Celebrating the Holidays with the Traditions of Greece
Traditions, the handing down of beliefs or customs, from one generation to the next. They allow us to honor the legacy of our ancestors and there are many traditions common throughout all of Greece, but there are also those customs that are special to certain regions of the country.
Do you have a unique family tradition? The holidays are a wonderful time to share traditions with family and to hand them onto the next generation.
The Marriage of Fire: In many villages of northern Greece, people wait for Christmas Eve to “marry the fire” (pantrema tis fotias). Villagers take two pieces of wood, one with a female name and one with a male name and put them in the fireplace. Depending on the flame, they can predict how the year will be.
Preparing the Pig (Gourounochara): In many regions of Greece, but mainly in Central Greece, families would buy a pig in May and fatten it up to feast on at Christmas. Days before the holiday, as they prepared to butcher the pig, family members would gather to feast and drink, singing Christmas songs. It was a celebration for them, hence the name Gourounochara (a joyful day to butcher the pig). This tradition has changed slightly over the years, but is still practiced in many villages.
The Fragrant: During the evening of New Year’s Eve, locals stroll throughout streets holding bottles of perfume or cologne and sprinkle one another, singing “We came with roses and blossoms to wish you happy New Year”.
St. Basil’s Boats: There is a rich naval history on the island and each year on New Year’s Eve, groups representing various districts of the capital city display boats they have constructed and decorated for the holiday occasion. Some of the boats measure over 20 feet. The boat makers sing carols, while the locals stroll about viewing their handiwork. A prize is given each year to the best boat.

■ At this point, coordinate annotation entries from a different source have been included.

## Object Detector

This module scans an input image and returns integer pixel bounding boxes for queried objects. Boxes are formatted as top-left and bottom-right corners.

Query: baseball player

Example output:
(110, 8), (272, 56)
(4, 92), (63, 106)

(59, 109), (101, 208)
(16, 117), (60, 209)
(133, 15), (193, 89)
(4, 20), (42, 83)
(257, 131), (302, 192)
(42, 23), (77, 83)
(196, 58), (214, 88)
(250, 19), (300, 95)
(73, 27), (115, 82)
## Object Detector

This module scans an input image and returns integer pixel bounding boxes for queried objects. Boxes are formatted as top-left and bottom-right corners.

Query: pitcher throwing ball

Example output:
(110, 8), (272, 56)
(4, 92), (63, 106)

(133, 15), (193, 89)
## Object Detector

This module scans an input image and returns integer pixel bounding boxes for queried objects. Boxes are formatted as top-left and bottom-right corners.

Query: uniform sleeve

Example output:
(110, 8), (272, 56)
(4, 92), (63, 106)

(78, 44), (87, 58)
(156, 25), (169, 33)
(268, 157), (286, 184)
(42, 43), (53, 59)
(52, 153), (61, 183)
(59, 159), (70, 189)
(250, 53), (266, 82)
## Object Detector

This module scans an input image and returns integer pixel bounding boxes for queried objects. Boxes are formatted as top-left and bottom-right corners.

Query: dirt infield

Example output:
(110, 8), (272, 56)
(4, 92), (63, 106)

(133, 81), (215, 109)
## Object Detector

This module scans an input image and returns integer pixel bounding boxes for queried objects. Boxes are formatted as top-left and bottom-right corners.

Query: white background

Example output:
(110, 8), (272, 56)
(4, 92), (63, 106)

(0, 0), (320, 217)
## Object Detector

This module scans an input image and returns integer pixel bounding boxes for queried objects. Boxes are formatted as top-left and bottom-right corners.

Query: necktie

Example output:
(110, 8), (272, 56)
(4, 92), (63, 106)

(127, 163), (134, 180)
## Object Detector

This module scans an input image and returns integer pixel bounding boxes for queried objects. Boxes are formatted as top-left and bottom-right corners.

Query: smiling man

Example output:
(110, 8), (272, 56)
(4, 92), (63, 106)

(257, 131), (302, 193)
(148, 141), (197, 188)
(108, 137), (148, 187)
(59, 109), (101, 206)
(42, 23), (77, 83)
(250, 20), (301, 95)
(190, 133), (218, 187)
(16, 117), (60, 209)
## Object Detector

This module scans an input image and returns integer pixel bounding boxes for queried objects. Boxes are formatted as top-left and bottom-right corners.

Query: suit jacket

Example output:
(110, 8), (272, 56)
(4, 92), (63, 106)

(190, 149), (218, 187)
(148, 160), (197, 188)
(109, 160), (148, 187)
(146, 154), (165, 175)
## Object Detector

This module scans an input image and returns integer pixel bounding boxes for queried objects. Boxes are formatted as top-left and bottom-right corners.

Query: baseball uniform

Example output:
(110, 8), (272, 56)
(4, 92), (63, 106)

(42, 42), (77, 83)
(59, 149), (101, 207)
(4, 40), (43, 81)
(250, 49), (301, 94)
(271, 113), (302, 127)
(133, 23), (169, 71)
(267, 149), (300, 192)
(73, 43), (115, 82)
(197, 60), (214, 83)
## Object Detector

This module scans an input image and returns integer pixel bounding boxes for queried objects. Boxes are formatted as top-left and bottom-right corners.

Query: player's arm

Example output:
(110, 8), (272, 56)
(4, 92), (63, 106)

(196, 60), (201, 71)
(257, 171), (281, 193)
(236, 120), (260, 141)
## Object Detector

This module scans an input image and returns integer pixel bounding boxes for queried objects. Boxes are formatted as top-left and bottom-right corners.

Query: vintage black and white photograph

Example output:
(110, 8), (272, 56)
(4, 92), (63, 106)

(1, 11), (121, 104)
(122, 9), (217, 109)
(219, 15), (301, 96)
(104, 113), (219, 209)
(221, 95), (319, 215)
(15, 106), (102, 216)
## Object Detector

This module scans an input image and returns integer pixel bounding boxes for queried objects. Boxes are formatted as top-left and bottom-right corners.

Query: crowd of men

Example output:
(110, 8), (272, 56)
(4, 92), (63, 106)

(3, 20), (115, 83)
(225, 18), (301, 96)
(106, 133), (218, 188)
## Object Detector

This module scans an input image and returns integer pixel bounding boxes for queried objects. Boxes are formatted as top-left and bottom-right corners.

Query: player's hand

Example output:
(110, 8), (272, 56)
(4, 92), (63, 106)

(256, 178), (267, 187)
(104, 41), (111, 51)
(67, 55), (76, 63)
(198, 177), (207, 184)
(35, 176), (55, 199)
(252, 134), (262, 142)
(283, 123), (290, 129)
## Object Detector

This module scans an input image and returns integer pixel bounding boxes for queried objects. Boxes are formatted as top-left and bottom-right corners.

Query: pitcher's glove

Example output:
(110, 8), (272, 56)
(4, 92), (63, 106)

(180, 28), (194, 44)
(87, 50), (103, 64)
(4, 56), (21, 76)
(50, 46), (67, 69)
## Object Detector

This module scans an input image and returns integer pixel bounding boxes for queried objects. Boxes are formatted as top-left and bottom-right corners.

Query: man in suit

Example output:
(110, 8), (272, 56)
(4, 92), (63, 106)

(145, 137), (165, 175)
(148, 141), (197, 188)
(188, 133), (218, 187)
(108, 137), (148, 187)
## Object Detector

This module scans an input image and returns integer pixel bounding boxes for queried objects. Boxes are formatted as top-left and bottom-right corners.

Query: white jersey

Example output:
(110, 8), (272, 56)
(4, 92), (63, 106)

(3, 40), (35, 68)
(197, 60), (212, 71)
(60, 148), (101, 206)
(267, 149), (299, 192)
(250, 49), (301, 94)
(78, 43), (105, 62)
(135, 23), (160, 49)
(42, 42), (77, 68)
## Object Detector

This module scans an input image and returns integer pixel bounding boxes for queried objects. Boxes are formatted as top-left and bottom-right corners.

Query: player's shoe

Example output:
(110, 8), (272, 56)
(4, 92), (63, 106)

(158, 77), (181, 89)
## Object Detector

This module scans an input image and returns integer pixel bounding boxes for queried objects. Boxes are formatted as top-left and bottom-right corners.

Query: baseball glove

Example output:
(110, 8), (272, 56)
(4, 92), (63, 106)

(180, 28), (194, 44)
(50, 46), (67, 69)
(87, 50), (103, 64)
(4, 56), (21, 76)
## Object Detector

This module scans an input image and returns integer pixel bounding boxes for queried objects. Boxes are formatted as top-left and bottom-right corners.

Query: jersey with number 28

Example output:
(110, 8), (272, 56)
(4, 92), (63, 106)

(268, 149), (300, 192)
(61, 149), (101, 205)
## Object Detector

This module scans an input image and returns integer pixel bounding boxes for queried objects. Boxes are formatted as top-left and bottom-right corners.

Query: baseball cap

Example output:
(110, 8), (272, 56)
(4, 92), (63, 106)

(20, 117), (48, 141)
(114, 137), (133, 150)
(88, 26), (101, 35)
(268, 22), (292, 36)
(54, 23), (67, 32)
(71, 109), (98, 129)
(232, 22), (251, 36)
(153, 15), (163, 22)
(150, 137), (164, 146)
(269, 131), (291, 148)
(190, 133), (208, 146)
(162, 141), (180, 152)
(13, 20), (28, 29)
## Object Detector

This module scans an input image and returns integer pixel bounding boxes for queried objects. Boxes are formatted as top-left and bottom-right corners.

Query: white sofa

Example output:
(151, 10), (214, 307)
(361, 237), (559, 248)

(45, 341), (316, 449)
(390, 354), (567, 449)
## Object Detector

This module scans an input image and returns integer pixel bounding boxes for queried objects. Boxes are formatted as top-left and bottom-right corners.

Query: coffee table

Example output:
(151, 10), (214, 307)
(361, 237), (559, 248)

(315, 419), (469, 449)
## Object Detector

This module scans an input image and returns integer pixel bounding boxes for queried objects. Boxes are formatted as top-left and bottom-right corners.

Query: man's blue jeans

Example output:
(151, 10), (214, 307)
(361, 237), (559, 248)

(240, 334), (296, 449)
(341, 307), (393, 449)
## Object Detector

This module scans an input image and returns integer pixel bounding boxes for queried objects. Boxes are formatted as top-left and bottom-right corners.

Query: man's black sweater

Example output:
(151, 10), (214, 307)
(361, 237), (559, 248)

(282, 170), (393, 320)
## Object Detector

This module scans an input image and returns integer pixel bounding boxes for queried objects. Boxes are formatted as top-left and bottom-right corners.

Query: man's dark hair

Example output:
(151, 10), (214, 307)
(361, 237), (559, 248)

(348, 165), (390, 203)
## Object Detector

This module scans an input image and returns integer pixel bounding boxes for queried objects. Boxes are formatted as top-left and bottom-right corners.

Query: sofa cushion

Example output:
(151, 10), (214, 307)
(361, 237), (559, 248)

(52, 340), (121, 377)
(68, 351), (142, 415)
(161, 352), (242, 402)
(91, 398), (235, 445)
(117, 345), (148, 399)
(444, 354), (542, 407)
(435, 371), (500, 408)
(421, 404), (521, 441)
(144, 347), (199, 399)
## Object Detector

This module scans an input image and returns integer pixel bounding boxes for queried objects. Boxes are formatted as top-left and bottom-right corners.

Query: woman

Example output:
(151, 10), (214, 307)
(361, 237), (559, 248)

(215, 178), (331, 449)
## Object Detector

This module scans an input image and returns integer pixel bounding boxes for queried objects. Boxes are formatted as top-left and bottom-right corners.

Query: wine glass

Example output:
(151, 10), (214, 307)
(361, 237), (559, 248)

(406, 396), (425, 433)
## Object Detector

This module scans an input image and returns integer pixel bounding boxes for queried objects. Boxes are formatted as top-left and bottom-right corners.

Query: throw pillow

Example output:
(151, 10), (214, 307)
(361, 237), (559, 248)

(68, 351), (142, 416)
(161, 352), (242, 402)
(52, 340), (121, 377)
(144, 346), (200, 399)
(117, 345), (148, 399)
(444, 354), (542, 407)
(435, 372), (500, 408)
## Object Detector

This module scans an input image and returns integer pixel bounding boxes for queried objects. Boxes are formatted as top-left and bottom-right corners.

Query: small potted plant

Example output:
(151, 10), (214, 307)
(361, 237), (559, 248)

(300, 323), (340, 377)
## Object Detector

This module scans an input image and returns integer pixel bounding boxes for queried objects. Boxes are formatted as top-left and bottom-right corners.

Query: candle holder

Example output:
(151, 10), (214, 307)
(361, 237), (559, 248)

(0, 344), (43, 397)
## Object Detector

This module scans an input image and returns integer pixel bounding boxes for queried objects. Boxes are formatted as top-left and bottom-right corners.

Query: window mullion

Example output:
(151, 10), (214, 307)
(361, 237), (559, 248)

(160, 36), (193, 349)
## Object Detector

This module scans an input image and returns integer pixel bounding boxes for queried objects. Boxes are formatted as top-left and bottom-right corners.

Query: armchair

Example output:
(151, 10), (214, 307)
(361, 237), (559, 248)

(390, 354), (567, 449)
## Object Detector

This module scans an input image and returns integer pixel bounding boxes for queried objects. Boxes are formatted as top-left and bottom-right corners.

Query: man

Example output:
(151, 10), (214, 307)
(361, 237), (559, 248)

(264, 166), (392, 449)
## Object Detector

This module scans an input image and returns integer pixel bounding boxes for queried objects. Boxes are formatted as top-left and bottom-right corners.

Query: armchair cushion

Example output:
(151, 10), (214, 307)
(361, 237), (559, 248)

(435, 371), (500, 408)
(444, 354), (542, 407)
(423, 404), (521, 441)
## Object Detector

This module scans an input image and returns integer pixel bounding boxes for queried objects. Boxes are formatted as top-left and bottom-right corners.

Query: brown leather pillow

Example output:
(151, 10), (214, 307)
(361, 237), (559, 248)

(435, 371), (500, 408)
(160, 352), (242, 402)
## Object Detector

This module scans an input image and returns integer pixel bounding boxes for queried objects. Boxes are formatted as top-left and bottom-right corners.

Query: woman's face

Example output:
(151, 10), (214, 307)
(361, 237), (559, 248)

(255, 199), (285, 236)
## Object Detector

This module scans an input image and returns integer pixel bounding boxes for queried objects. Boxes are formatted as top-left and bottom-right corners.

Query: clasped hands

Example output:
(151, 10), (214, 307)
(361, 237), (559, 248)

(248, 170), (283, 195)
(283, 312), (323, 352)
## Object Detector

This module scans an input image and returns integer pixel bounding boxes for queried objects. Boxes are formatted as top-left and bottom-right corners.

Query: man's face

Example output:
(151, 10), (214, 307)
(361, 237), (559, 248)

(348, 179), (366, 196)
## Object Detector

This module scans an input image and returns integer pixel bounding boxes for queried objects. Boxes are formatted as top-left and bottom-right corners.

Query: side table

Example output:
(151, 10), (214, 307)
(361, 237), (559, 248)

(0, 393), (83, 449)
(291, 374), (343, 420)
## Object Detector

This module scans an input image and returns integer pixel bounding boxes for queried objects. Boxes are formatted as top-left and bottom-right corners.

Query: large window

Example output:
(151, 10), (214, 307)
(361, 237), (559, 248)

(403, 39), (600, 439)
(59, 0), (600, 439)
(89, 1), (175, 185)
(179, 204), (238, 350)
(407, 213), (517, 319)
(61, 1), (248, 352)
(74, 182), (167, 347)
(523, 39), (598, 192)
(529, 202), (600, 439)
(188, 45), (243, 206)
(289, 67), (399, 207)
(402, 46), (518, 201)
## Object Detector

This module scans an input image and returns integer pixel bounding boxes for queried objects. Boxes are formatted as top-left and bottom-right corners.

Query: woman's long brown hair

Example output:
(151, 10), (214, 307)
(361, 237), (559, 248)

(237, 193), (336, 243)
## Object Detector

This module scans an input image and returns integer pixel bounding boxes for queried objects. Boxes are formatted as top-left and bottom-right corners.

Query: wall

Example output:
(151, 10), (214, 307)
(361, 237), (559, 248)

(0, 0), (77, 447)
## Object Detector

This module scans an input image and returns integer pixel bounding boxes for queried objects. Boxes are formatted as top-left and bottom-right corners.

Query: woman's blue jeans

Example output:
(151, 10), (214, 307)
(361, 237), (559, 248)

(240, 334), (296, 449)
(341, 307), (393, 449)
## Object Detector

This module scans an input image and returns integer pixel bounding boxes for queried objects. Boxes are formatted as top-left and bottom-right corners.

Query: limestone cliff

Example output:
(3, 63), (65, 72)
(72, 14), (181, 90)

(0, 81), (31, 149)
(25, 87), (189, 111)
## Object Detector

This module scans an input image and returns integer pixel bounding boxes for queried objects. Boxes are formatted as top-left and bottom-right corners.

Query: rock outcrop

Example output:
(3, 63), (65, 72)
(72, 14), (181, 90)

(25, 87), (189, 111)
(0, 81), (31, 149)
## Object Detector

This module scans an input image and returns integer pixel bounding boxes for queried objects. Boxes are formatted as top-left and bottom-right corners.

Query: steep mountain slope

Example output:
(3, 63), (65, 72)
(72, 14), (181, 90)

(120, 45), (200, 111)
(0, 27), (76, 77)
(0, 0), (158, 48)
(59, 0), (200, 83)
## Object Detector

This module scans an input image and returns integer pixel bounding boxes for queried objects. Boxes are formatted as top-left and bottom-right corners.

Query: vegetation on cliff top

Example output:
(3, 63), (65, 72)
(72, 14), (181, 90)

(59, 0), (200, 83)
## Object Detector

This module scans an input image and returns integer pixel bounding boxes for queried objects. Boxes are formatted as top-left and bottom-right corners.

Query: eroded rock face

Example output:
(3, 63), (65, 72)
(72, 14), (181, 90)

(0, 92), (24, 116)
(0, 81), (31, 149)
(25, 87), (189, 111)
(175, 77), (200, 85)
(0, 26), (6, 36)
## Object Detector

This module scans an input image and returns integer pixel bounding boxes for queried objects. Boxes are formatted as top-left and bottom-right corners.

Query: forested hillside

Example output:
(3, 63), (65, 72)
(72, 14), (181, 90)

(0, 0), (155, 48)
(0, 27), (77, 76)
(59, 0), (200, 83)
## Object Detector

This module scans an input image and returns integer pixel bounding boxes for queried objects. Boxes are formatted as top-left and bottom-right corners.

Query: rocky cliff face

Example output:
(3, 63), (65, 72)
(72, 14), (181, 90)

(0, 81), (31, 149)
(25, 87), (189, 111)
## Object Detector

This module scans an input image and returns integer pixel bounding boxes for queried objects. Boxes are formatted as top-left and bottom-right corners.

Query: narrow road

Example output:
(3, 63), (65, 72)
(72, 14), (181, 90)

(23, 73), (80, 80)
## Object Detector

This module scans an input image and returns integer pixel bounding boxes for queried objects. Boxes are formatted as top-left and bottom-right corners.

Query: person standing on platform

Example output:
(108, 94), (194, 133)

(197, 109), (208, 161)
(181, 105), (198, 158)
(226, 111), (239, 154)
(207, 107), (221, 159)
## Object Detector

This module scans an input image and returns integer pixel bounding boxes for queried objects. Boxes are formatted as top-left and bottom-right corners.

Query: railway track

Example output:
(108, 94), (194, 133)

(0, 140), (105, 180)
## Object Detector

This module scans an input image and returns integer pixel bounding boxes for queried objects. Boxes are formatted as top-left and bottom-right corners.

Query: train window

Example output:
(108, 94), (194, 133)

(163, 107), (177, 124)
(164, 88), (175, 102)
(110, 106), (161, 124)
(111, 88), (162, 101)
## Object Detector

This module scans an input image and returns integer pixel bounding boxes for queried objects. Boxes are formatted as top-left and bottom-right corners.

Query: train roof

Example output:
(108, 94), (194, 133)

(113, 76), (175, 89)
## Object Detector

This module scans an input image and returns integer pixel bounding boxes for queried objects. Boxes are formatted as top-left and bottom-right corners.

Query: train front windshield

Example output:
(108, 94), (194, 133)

The Momogeri: A traditional dance of goodwill, but also to commemorate what Pontians endured while under Ottoman rule. In the week before New Year, men dress in various costumes each of which symbolizes a part of Pontic culture and folklore. A bear symbolizes strength, an old woman as the past, a bride the future, a horse as development, a doctor for health, a soldier for defense, a goat for food and Father Christmas as the symbol of the approaching New Year.
The Christoxylo (Christ’s tree): In the villages of Northern Greece, on Christmas even the head of the house would go out to find the finest tree, usually pine or olive wood, to cut and bring home to burn. But first, the household would be sure that the fireplace was spotless clean. The tree was then cut and burned for the twelve days of Christmas, symbolically warming the baby Jesus in his manager and also bringing warmth and good will to the family home.
The Christmas Bonfires: On the eve of Christmas, great bonfires are lit in different quarters of the town. The fires represent the light that lit the way to Bethlehem for the shepherds who went to see the new born Christ. The locals stroll through the town singing carols and wishing their friends and family good will and blessings.